"The popularity of Dropbox" according to Syncplicity co-founder Isaac Hall - bgraves
http://www.quora.com/Dropbox/Why-is-Dropbox-more-popular-than-other-tools-with-similar-functionality/answer/Isaac-Hall
======
bgraves
All of the answers on this Quora post were worth reading, but this one really
stands out.

Isaac Hall gives a breakdown on just how his service (Syncplicity) missed the
mark which the "Dropbox kids" nailed so effectively.

Personally, I have recommended Dropbox to many "normal" people in my
life...friends, colleagues, family members that can't be bothered
troubleshooting their disk quotas, overwrites, etc. To be honest, I'm
surprised that Google has never delivered on the much-hyped Google Drive which
has never materialized, but would probably be popular to the masses. I would
love to have Google address the data back-up problem as they've addressed the
email problem (which lead obviously to GMail).
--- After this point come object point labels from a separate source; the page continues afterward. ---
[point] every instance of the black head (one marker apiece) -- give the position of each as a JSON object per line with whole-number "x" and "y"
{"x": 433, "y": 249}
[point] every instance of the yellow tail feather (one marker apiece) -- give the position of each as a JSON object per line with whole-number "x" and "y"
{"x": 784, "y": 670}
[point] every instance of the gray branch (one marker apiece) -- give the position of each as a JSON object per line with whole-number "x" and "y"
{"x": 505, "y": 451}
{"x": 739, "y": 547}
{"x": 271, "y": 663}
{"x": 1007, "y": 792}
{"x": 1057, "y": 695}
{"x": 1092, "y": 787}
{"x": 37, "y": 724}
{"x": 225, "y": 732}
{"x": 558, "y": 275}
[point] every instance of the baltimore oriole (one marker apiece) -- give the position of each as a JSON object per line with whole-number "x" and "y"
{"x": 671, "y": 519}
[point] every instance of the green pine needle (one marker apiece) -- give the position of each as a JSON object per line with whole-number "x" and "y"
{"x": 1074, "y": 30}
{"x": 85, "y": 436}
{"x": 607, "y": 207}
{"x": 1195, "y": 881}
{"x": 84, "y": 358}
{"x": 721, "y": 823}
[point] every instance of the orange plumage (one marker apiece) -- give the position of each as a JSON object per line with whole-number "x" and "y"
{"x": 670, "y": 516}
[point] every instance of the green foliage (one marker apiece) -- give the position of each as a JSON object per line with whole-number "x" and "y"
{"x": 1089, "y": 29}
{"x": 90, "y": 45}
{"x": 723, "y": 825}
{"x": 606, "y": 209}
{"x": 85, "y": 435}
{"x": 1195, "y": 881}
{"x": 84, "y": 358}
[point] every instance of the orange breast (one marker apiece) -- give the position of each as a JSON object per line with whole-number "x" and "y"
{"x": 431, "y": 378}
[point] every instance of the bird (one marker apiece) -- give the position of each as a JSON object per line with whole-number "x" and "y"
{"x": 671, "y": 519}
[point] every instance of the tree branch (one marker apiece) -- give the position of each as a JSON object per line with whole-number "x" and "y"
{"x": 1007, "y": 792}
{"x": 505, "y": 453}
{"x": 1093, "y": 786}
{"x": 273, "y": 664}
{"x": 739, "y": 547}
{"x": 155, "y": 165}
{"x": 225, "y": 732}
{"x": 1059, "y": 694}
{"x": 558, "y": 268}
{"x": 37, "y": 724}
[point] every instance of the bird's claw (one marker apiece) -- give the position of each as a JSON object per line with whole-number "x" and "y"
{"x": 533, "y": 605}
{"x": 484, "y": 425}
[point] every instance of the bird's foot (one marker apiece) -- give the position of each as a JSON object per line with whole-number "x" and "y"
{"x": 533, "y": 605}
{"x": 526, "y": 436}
Another great quote from this post: _If you're starting a new company, the
best thing you can do is keep your feature set small and focused. Do one thing
as best as you possibly can. Your users will beg and beg for more
functionality. They will tell you their problems and ask you to fix it. My
philosophy is that they're right if their feature request is right only if it
works for 80% of your customers. Until you have a lot of resources, stay
focused on your core competency._